According to brms docs, the above becomes (1|tube) + (1|tube:donor).

I would then generate predictions for each tube, but like so

posterior_linpred(mod_object, re_formula = (1|tube), ...).   

This would generate inferences for a NEW donor and also, associated uncertainty. Given the small amount of data, this uncertanity would be quite huge. I would try to use prior knowledge to restrict the outcome space to a credible region.

1 Like

Your plots suggest to me that I misunderstood the problem setup. You have 3 distinct lines for Tube A, each with its own donor label, so there must be some way you are able to get donor-specific measurements for each time point even when they are in the same tube. Is it like Tube Design A, or is there some other way you can distinguish donors within a tube?
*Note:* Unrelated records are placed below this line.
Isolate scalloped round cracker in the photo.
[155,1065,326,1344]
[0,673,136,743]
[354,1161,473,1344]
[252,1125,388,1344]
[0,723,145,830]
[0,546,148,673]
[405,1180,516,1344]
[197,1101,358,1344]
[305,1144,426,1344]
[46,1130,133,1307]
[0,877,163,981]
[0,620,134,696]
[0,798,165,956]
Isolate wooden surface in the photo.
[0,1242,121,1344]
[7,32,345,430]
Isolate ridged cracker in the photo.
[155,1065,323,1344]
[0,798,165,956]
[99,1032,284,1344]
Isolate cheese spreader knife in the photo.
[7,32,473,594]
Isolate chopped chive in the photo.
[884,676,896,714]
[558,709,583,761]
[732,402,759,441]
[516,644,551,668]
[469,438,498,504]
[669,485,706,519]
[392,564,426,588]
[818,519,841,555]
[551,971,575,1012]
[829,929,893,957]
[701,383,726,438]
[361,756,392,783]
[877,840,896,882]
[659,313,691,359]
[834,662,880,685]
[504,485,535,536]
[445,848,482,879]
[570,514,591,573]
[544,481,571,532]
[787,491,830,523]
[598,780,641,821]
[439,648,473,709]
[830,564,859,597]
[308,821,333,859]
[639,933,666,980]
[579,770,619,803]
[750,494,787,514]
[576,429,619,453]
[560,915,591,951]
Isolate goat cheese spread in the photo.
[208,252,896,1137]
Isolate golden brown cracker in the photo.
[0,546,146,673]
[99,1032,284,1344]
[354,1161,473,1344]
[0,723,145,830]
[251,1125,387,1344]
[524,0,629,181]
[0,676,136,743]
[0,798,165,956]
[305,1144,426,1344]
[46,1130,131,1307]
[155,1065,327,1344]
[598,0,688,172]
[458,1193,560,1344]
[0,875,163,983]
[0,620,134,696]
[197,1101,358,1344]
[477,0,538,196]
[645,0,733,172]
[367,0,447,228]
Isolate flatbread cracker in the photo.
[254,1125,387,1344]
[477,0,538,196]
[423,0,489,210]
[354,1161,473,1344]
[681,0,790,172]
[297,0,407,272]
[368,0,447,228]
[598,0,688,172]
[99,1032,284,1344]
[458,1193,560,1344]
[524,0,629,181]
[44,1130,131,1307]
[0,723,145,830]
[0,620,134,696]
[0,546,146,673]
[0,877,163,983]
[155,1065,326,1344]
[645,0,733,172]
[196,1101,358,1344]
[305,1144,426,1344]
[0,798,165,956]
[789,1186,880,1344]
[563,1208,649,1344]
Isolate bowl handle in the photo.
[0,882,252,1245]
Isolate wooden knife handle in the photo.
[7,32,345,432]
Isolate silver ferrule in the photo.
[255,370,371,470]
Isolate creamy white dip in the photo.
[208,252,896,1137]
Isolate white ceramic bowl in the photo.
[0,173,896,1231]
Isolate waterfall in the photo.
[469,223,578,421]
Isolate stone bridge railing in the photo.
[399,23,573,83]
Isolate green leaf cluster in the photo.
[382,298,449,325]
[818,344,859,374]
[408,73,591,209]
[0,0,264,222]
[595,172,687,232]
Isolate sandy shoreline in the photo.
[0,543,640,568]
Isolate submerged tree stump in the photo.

From your goal, it seems like the challenge is to identify 2 tubes to move forward with to the next stage. Will these be entirely new tubes with new donors and new incubation times? Or are you actually
choosing one of the 30 (or 10? or 8???) tubes in front of you? Having random intercepts suggests you want to make inferences about what will happen with new tubes and with new donors. Otherwise, it makes more sense to do a fixed effect analysis (which is likely to lead to exactly the same decision as you would get from a simple rule of “pick the 2 lines that start low & stay low for Abs414nm”).

As an aside, you didn’t take measurements beyond T16 for F-J, so you don’t know much about the long-term hemolysis levels for those tube/donor combos. For example, Tube I Donor 29 looks pretty stable through T16, but you would have said the same thing about Tube C Donor 27 up until T24, and that obviously went in a different direction.